A short tutorial is given here, more detailed instructions can be found in the vignette.
The package can be installed and loaded using the following commands:
library(BiocManager)
install("reconsi", update = FALSE)
Alternatively, the latest version can be installed directly from this GitHub repo as follows:
library(devtools)
install_github("CenterForStatistics-Ugent/reconsi")
and loaded as
suppressPackageStartupMessages(library(reconsi, quietly = TRUE, warn.conflicts = FALSE))
cat("reconsi package version", as.character(packageVersion("reconsi")), "\n")
## reconsi package version 0.99.2
We illustrate the general use of the package on a synthetic dataset. The default Wilcoxon rank-sum test is used.
# Create some synthetic data with 90% true null hypotheses
p = 200
n = 50
x = rep(c(0, 1), each = n/2)
mat = cbind(matrix(rnorm(n * p/10, mean = 5 + x), n, p/10), matrix(rnorm(n * p *
9/10, mean = 5), n, p * 9/10))
# Provide just the matrix and grouping factor, and test using the collapsed null
fdrRes = reconsi(mat, x)
# The estimated tail-area false discovery rates.
estFdr = fdrRes$Fdr
The method provides an estimate of the proportion of true null hypothesis, which is close to the true 90%.
fdrRes$p0
## [1] 0.8466768
The result of the procedure can be represented graphically as follows:
plotNull(fdrRes)
It is also possible to provide a custom test function, which must accept at least a 'y' response variable and a 'x' grouping factor. Additionally, a distribution function should be supplied for the transformation to z-values.
# Define a custom test function
testFun = function(x, y) {
fit = lm(y ~ x)
c(summary(fit)$coef["x", "t value"], fit$df.residual)
}
# Supply it to the reconsi algorithm
fdrResLm = reconsi(mat, x, B = 50, test = testFun, distFun = function(q) {
pt(q = q[1], df = q[2])
})
We illustrate the package using an application from microbiology. The species composition of a community of microorganisms can be determined through sequencing.

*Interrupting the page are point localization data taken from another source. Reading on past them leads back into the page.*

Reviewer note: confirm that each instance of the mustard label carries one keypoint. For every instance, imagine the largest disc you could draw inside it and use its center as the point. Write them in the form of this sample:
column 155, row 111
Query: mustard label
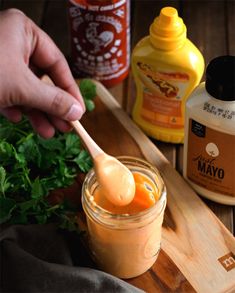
column 211, row 159
column 163, row 92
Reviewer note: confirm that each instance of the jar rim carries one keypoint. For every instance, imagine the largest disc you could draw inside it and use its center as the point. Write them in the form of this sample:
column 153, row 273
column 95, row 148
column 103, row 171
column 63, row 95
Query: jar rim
column 97, row 210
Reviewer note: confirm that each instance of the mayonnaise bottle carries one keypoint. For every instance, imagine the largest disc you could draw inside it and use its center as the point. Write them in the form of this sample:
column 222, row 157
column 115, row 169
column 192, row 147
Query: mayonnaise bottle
column 209, row 149
column 166, row 67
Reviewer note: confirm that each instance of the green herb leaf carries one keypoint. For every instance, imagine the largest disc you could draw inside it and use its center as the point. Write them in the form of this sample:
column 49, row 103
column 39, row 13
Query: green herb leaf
column 37, row 189
column 7, row 205
column 30, row 167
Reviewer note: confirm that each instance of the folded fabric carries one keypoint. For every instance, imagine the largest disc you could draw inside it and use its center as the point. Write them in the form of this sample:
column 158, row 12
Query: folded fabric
column 42, row 258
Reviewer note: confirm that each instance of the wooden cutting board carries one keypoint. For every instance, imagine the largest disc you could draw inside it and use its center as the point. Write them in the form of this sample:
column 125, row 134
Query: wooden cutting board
column 198, row 252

However, this only yields compositional information, and knowledge of the population size can be acquired by cell counting through flow cytometry. Next, the obtained species compositions can multiplied by the total population size to yield approximate absolute cell counts per species. Evidently, this introduces strong correlation between the tests due to the common factor. In other words: random noise in the estimation of the total cell counts will affect all hypotheses. Also biological interactions between the species (e.g. due to competition or crossfeeding) can cause the outcome values to be correlated. Therefore, we employ permutations to estimate the collapsed null distribution, that will account for this dependence.
The dataset used is taken from Vandeputte et al., 2017 (see manuscript), a study on gut microbiome in healthy and Crohn's disease patients. The test looks for differences in absolute abundance between healthy and diseased patients. It relies on the phyloseq package, which is the preferred way to interact with our machinery for microbiome data.

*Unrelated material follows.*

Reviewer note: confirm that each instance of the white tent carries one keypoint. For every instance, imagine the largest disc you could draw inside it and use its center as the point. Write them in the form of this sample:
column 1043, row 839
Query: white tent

# The grouping and flow cytometry variables are present in the phyloseq object,
# they only need to be called by their name.

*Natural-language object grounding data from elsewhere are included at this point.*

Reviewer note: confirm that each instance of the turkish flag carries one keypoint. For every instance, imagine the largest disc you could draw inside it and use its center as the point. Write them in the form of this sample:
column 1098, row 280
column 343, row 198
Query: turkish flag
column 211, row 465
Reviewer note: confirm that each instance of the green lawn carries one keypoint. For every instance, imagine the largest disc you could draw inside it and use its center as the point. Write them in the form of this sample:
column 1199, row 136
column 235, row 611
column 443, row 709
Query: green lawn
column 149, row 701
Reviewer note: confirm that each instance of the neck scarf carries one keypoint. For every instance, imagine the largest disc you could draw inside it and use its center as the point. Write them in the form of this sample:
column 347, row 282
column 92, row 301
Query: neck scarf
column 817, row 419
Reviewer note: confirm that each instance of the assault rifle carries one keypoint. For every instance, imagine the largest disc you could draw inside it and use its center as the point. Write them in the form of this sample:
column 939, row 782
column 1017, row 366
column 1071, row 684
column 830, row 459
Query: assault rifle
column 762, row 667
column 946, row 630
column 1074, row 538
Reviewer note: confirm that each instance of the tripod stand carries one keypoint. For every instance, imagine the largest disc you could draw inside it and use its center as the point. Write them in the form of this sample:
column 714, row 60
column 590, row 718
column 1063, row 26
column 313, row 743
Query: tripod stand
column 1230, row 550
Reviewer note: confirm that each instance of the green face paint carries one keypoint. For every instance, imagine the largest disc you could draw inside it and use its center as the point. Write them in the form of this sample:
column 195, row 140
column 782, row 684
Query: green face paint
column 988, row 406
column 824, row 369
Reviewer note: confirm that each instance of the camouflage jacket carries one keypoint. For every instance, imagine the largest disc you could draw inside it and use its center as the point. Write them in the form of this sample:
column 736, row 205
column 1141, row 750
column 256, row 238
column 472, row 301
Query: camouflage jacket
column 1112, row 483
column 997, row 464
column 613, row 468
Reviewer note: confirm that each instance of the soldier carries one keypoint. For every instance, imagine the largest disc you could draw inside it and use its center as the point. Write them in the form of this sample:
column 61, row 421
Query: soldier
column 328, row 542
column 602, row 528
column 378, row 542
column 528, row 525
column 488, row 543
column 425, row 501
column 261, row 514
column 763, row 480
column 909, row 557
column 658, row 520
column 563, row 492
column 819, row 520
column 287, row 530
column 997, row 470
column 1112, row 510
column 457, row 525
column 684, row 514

testVanDePutte = testDAA(Vandeputte, groupName = "Health.status", FCname = "absCountFrozen",
B = 100L)
The estimated tail-area false discovery rates can then simply be extracted as
FdrVDP = testVanDePutte$Fdr
quantile(FdrVDP)
## 0% 25% 50% 75% 100%
## 1.238700e-18 1.423598e-02 3.001290e-01 7.287774e-01 8.703789e-01
An approximation of the correlation matrix of the test statistics can be drawn as follows:
plotApproxCovar(testVanDePutte)
This is the correlation matrix of binned test statistics, whereby yellow indicates negative correlations between bin counts and blue positive correlations. Each pixel represents a combination of two bins. It is clear that counts in the left and right tail are negatively correlated, and bin counts close together are positively correlated.